1964年:活動家のローザ・パークスが黒人が座ってはいけないバスの座席に座る
1971年:ジョン・ロールズ『正義論』、「白人男性キリスト教徒とそれ以外」という線を引いてはいけないという「普遍的リベラリズム」を打ち出す

 ところが80年代、日本に製造業グローバル化で敗北し、1993年にとうとうマイケル・サンデルの意見を飲んだロールズが「普遍的リベラリズム」を撤回。生活形式が違う者たちの間では立場の可換性は非現実的だということを認めた。「それぞれの場所に、それぞれの良きもの・イヤなものがあろうから、それを互いに尊重して、侵害し合わないでおこう」

・リベラリズムの敗北

 互いに侵害し合わないという考えはリバタリアニズムであるが、アメリカは過去にリバタリアニズムの自治の限界を見ており、そこから弱者を支える「再配分」のリベラリズムが生まれた、という経緯がある。
 だから「リベラリズムじゃもたないから自治に戻る」なんてあり得ない
 ⇒サンデルのコミュニタリアリズムは、実は「不可能性の思考」「絶望の思考」である

 ⇒アメリカってもうダメじゃない? だからバーチャルな世界、たとえば『どうぶつの森』みたいな場所で「古き良きアメリカ」を楽しんでもらうしかないんじゃないか

『ミッドナイト・ゴスペル』の魅力

・『ミッドナイト・ゴスペル』とは

 ダンカン・トラッセルというコメディアンがゲストを招いてしゃべっているPodcastに後からサイケデリックなアニメをくっつけた作品。主人公クランシーの住む小さな家が1個あって、そこにシュミレーターが1個あって、クランシーは好きな場所(星)に行ける。

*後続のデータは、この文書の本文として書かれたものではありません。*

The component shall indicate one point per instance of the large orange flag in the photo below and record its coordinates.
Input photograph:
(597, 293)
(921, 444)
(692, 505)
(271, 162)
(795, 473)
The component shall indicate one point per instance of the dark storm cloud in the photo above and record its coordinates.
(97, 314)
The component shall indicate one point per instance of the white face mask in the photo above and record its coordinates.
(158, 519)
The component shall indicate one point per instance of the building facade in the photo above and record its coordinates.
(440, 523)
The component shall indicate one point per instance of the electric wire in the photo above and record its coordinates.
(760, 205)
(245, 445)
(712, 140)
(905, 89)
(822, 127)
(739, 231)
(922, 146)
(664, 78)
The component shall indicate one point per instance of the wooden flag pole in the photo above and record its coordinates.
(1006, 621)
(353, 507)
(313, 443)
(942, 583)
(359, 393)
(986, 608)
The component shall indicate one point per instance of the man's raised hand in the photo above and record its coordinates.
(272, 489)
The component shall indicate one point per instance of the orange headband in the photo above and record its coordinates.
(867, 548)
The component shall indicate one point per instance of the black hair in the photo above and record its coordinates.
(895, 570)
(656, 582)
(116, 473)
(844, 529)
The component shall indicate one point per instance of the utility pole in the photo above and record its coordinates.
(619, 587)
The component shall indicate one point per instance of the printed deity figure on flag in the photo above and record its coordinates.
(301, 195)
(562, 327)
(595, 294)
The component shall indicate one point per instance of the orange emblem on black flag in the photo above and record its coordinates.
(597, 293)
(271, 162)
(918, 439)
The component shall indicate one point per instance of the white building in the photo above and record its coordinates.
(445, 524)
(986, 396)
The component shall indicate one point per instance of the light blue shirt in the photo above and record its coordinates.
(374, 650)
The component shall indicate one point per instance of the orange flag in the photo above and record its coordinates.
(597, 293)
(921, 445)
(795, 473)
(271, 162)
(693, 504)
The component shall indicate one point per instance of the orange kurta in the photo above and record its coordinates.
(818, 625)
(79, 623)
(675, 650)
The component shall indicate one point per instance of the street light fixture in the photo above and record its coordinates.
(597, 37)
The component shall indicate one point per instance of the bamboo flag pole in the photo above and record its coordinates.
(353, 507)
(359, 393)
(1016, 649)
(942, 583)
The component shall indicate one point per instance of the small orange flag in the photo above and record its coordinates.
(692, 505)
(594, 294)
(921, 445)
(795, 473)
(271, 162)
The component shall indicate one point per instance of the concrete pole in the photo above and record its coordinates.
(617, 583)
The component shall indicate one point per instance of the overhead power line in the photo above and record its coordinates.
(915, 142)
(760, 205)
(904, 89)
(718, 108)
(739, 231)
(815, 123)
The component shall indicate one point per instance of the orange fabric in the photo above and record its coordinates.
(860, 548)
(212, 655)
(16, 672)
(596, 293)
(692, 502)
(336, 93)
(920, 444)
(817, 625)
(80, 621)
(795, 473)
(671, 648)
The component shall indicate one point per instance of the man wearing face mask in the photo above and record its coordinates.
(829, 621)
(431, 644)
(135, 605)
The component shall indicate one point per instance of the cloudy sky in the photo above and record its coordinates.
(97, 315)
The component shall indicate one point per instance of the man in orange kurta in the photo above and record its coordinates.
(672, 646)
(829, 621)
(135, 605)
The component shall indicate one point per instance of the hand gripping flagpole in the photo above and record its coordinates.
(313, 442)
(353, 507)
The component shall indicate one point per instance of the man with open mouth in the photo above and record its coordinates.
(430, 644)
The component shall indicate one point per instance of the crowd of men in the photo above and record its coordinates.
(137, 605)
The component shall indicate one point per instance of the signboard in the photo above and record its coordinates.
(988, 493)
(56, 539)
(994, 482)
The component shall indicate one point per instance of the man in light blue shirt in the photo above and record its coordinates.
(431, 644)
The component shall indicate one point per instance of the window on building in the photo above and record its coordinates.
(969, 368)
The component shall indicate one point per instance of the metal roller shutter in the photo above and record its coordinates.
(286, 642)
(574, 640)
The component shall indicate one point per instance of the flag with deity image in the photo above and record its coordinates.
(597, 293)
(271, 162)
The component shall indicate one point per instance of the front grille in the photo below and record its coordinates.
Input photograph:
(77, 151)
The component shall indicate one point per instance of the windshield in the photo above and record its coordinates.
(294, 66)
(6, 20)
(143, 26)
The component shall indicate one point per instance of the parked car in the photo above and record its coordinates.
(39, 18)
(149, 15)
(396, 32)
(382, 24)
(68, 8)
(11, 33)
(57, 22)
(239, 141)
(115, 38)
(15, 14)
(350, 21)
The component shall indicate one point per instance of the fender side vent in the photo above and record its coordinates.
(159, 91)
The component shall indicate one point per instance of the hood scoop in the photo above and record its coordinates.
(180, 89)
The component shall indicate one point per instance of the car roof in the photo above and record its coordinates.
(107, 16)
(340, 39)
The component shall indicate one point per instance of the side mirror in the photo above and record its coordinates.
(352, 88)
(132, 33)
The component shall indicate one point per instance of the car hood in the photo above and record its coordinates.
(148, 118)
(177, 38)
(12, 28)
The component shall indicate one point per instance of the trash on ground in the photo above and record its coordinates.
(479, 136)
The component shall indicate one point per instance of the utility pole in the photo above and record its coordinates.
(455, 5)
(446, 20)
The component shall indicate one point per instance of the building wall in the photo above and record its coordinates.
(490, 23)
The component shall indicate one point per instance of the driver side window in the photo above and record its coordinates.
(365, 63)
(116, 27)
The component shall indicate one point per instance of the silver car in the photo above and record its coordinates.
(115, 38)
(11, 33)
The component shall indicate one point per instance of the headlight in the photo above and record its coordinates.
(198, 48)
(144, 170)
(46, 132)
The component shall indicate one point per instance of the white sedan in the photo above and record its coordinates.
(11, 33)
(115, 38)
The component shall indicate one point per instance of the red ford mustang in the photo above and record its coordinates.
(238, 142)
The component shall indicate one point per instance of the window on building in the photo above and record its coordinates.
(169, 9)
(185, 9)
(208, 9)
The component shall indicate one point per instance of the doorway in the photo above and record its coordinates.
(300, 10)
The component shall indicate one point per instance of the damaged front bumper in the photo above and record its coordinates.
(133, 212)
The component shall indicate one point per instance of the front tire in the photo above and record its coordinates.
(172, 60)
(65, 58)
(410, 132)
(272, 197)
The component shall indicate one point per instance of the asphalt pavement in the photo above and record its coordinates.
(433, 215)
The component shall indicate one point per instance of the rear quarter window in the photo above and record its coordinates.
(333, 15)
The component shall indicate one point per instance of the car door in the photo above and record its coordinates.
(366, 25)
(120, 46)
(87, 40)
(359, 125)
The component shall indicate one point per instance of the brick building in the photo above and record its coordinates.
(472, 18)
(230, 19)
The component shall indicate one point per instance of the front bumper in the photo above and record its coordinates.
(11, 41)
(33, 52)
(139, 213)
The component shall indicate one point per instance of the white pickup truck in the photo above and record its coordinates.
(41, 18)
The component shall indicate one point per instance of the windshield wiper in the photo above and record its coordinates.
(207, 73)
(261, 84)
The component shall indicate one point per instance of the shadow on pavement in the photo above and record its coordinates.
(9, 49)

・「60年代のサイケデリック」と「今のサイケデリック」の違い

過去:「感覚の拡張」「社会への閉ざされからの解放」といったイデオロギー
現在:「生きづらさからの自由になるためのツール」といった個人的なもの

・テックとサイケデリックによる統治

 LSD文化の流れを汲んだ東海岸的コンピューター産業(Apple的なガレージコンピューター)も、同じく個人的なものへシフトしていった。
 ピーター・ティールやイーロン・マスクのようなIT技術者の多くがトランプを支持する新反動主義者ないし加速主義者。金持ちが嫌がるし社会的コストもかかる「再配分」で人々を幸せにする代わりに、「仮想現実・拡張現実&ドラッグ」で人々を幸せにしようと考える。
 ⇒「ドラッグは良いものだ」という観念から「統治に利用しよう」という視点へ

・「アメリカ人はみんな仲間」じゃなく、ただのアカの他人

 「仮想現実・拡張現実&ドラッグ」で国民を生かさず殺さずの状態にしておき、金は再配分しない。ビル・ゲイツは財団を立ち上げ世界中の困っている子供たちを助けるが、アメリカの自堕落な者たちには財産を分けない。
 同じく主人公クランシーも仮想世界であらゆる星に飛んで行っていろんな体験をする。
 ⇒ゾーニングされた多様性、「見たくないものは見なくていい」という感覚が「みんなで一緒に」の倫理を失わせてしまう

・「倫理」は見つかったけれど

 『ミッドナイト・ゴスペル』は、単なる暇つぶし感覚で星をまわっていたクランシーが「倫理」に気付く物語。
 けれども現代はまだまだ「倫理」を見失っている世界であり、それはクラフトワークがグルーヴ感を欠いたフラットな16分音符の並びだけの『アウトバーン』を出した1975年、世間がカウンターカルチャーを失い始めたころからずっと続いている世界でもある。
 最終話でクランシーは警官に捕まってしまうが、そこにアメリカの行き詰まり感、「もはや何も取り戻せない」「もはや何を言っても無駄だ」という感覚が象徴されている。

 以上が要約になる。『ミッドナイト・ゴスペル』の内容に踏み込んだ批評は省いているので、記事を参照してもらいたい。
 最後に一言、『ミッドナイト・ゴスペル』大好き人間からすれば、この記事を読むことで「ああ、そんなことだったのか」となってしまう感が否めない。そもそも僕はこのアニメの哲学的な部分が好きだった。このアニメを面白く見るには、ただ彼ら(ダンカンとインタビュイー)の会話の内容にじっと耳を傾けるようにして聞くのが一番いいと僕は思う。